New Year. New Friday poem.
Jeremy Reed is one of my favorite living British poets. For decades, he’s been a prolific, counter-cultural presence, pumping out book after book. According to Reed, British poetry is “socially constrained by its politeness”, an impediment that Reed hasn’t allowed to restrict his imagination or his ability to furiously create out of a corner. I love how he’s written two books on Marc Almond, because obviously one isn’t enough.

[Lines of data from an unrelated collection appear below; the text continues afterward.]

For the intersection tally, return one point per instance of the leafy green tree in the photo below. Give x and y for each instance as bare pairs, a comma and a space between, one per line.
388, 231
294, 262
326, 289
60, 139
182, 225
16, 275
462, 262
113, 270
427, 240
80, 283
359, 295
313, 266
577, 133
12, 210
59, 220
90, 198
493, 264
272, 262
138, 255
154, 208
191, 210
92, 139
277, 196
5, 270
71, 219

Reed is attentive to time and place, to the particularities of those characters who haunt the ragged fringes of urban life. London is his playground, from the Eighties stink of Thatcherite finance-fuelled opulence to the scruffy glamour of the city’s bohemian underbelly, Reed vividly captures and bottles the energy of a moment, an encounter, a gesture, an absence. He does so with a petulant love, writing out each book by hand and careening up and down personal and historical timelines. His poems are pungent with the mundane and happenstance, with evocative recollections of friends, collaborators, mentors, muses, inspirations, lovers, and assorted vagrants. They echo the familiar feeling of a midnight comedown shared with a friend at Bar Italia and the accompanying wagging of coffee-burnt tongues. They are humid blasts of affection. This is a vision of London that Reed refuses to give up on. It’s one I’m trying to remain open to, despite the odds.

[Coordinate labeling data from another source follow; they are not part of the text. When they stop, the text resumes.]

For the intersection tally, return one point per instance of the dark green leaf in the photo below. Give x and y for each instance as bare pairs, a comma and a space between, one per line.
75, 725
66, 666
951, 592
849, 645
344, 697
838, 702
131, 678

I will leave you with this elegy by Reed, dedicated to the expatriate American poet and publisher Asa Benveniste, a co-founder of the influential Trigram Press.
Asa Benveniste
The thin one. Belsen, Dachau-thin,
black T-shirt under a silver
cashmere V neck:
your voice smoked from Camel filters,
a quiet New York inflected baritone
resonant as Leonard Cohen’s
phrasing from a thoracic well,
each word selected for its body weight
in gravity.
You wore a Saturn-shaped blue opal ring
like a poem, sparkly planet
drawing the eye to its slow-burn pulsar,
my first impression circa 1970,
a foghorn blowing growling sax offshore,
you flying in and out that day –
here for my burn-up poetry
you claimed had a leopard’s heartbeat
inside its derivative imagery,
a flavour, just like Rimbaud, so you said,
in hallucinated intensity.
You wanted twenty-five for a first book
from Trigram: you the handsetter
raising ink off the page like a cobra,
its bite into paper so clean,
you felt the raise like black nail gloss
as the printer’s signature.
You were London’s small press cult publisher,
bringing me books – Raworth, Jim Dine,
injecting trust in me to have my hand
walk like a shoeless nomad on the line
I still keep now. You ate yoghurt
instead of meals, and got race circuit highs
from volatile Turkish coffee,
published outsiders with impunity,
worked at your own poems, a Jewish rite
of fetching kabala to verbal chemistry,
and had the tree of life tattooed
in black and scarlet on your nape.
You got me to London. I owe you all
the shape-shifting miles I’ve tracked on the page.
You died an amputee, your left leg stumped
like Rimbaud’s, eaten by diabetes
and gangrene.
Your chess partner was a whiskey bottle
progressively losing out its level
to your tried hangover immunity.
Your last poems were like morning glories,
lyrical, blue, scented like the Tangier
you’d lived in 1953.
I see you still, the foggy day we met,
me naive, disingenuous, and you
already my instructor, thin blue jaw,
saying half in humour, but more in truth,
poets only live by breaking the law.